The ad hoc creditors agreed to take certain actions in support of the term loan transactions, including voting in favor of the term loan amendment and, if the term loan transactions are consummated, purchasing $97 million principal amount of the new private placement notes in the concurrent private placement.

In addition, the ad hoc creditors hold about 67% of the outstanding old notes and have agreed to tender their old notes in the exchange offer, provided that each ad hoc creditor may withhold or tender in its discretion 3% of the outstanding old notes (6% total), and provided further that if one ad hoc creditor tenders any withheld old notes in the exchange offer, the other ad hoc creditor is required to tender its withheld old notes.

Private placement

The company, the new notes co-issuers and the guarantors entered into a note purchase agreement on June 12 with the ad hoc creditors.

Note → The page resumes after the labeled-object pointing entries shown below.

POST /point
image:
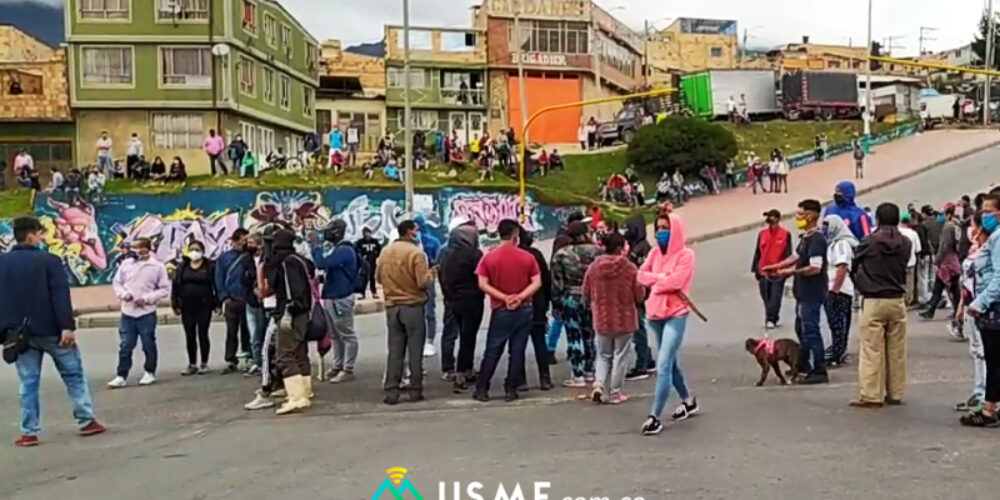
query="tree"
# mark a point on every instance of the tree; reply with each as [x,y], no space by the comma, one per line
[979,43]
[684,143]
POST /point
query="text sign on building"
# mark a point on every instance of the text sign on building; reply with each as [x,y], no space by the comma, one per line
[539,59]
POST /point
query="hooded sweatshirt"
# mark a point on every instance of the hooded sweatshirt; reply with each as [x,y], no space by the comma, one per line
[457,265]
[880,264]
[612,289]
[854,216]
[667,272]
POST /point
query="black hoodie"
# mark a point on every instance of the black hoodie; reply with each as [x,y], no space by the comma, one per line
[880,264]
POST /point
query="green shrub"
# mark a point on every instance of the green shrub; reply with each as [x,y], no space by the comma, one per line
[684,143]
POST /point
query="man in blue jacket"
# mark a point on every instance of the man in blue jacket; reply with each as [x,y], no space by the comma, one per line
[229,284]
[431,245]
[339,260]
[35,295]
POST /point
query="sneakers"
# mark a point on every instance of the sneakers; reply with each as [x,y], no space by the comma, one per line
[685,411]
[260,402]
[652,426]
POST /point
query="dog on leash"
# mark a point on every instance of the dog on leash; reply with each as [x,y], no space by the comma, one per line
[769,352]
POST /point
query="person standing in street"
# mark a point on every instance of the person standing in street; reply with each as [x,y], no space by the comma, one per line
[139,284]
[403,272]
[839,302]
[809,267]
[774,245]
[193,299]
[880,277]
[510,277]
[370,248]
[668,273]
[463,303]
[569,266]
[37,304]
[340,263]
[611,288]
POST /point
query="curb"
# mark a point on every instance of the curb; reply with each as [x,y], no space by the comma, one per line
[746,227]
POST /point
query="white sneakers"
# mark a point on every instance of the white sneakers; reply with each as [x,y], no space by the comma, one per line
[119,382]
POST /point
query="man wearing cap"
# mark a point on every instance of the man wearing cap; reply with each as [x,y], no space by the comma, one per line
[774,244]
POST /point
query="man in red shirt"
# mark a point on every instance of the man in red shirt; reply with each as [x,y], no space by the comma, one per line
[510,277]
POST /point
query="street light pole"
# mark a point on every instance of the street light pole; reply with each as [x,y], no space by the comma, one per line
[407,118]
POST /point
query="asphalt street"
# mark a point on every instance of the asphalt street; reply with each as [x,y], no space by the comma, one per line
[189,438]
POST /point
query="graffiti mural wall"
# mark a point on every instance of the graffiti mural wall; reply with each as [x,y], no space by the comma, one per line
[92,241]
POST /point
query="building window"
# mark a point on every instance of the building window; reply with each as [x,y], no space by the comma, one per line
[250,16]
[418,78]
[248,76]
[182,10]
[268,85]
[270,30]
[284,92]
[107,65]
[105,9]
[177,131]
[190,67]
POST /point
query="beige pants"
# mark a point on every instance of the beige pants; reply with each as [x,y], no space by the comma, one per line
[882,364]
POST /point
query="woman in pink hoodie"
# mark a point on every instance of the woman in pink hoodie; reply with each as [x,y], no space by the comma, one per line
[668,272]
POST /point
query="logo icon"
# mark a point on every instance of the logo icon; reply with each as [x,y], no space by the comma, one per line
[394,486]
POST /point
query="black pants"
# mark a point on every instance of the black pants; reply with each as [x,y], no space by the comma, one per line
[237,330]
[196,319]
[771,292]
[991,351]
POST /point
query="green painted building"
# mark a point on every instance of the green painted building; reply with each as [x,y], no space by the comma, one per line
[171,70]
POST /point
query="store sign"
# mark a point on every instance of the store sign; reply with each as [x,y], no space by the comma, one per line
[539,59]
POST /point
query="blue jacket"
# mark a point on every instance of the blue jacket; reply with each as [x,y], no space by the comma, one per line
[430,243]
[26,294]
[229,270]
[857,220]
[340,267]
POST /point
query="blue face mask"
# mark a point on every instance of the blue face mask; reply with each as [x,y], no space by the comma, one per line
[663,238]
[989,222]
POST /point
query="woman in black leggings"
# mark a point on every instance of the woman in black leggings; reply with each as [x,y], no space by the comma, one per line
[193,299]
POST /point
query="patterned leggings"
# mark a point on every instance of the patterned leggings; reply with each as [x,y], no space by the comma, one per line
[579,337]
[838,313]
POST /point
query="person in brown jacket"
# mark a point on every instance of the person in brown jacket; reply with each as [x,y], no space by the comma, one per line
[612,289]
[403,272]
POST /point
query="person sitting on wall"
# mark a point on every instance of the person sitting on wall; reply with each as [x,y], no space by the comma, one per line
[178,172]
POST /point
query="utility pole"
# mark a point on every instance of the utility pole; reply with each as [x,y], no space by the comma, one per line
[520,74]
[868,78]
[407,112]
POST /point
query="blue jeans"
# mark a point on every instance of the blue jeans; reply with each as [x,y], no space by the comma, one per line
[70,368]
[555,331]
[257,326]
[811,359]
[131,330]
[669,335]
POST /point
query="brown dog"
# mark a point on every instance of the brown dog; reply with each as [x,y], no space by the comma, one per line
[769,352]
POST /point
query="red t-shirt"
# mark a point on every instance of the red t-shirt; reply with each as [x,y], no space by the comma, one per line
[509,270]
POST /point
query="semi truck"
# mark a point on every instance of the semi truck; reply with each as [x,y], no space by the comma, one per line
[707,94]
[824,95]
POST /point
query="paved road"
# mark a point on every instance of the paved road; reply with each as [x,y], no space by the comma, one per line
[187,438]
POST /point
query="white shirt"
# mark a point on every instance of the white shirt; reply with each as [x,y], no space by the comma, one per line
[915,247]
[837,254]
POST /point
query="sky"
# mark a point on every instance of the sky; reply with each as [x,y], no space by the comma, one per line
[768,22]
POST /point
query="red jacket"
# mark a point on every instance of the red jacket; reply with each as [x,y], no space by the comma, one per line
[612,288]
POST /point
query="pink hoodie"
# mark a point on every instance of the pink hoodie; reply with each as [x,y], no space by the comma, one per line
[665,274]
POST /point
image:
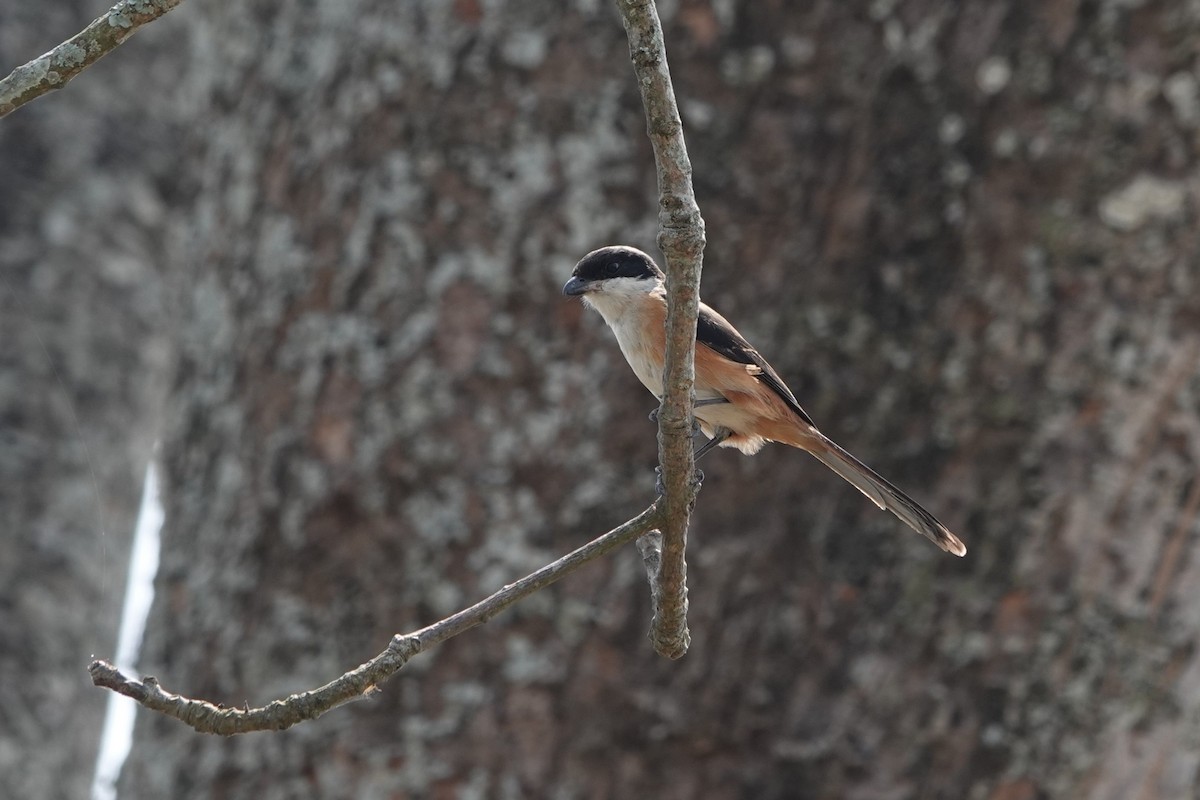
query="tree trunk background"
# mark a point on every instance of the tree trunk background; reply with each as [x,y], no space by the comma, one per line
[964,232]
[83,370]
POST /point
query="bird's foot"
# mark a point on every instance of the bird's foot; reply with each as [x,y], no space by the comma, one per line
[697,480]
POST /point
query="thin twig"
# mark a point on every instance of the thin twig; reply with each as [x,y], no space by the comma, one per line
[361,681]
[682,240]
[53,70]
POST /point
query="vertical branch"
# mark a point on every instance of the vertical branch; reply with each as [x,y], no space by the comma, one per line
[682,240]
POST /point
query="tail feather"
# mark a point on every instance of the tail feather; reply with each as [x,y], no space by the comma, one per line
[887,497]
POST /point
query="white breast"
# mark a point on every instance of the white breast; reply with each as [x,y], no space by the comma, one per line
[637,323]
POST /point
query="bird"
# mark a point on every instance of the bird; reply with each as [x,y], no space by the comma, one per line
[739,400]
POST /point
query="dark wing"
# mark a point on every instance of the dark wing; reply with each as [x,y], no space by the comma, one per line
[715,332]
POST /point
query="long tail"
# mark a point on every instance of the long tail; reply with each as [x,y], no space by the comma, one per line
[886,495]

In the event the term loan transactions are completed, the ad hoc creditors will purchase $97 million principal amount of an additional series of 13% senior secured notes due 2021 to be issued by the new notes co-issuers at a 3% discount in the concurrent private placement.

The new private placement notes will be governed by an indenture substantially in the form of the new notes indenture and will also be guaranteed by the guarantors.

If the term loan transactions are completed and the new private placement notes are issued, the new private placement notes and the guarantees thereof will be secured by (a) first-priority liens on (i) the additional transferred IP, (ii) J. Crew Domestic Brand's rights under the additional IP license agreement, (iii) the IP group pledge and (iv) the other IP group assets and (b) second-priority liens on (i) the initial transferred IP and (ii) J. Crew Domestic Brand's rights under the A&R IP license agreement.

Consent solicitation

In conjunction with the exchange offer, the old notes issuer is soliciting consents to suspend, subject to certain conditions, substantially all of the covenants, restrictive provisions and events of default under the indenture governing the old notes and provide the old notes issuer, any guarantor under the old notes indenture and any of their respective affiliates, in each case, that holds the old notes, with the ability to vote on directions, waivers and consents under the old notes indenture.

The exchange offer is conditioned upon the completion of the consent solicitation.

The amount of old notes that the ad hoc creditors have promised to tender is enough to ensure adoption of the proposed amendments, which will become operative only upon completion of the exchange offer.

Holders who tender in the exchange offer will be deemed to have delivered their consents, and holder may not deliver consents without tendering their old notes.

The offer is open to noteholders who are either qualified institutional buyers under Rule 144A or not U.S. persons under Regulation S.

The information agent is D.F. King & Co., Inc. (800 714-3306, 212 269-5550 or jcrew@dfking.com).

J.Crew is a retailer of women’s, men’s and children’s apparel, shoes and accessories. The company is based in New York.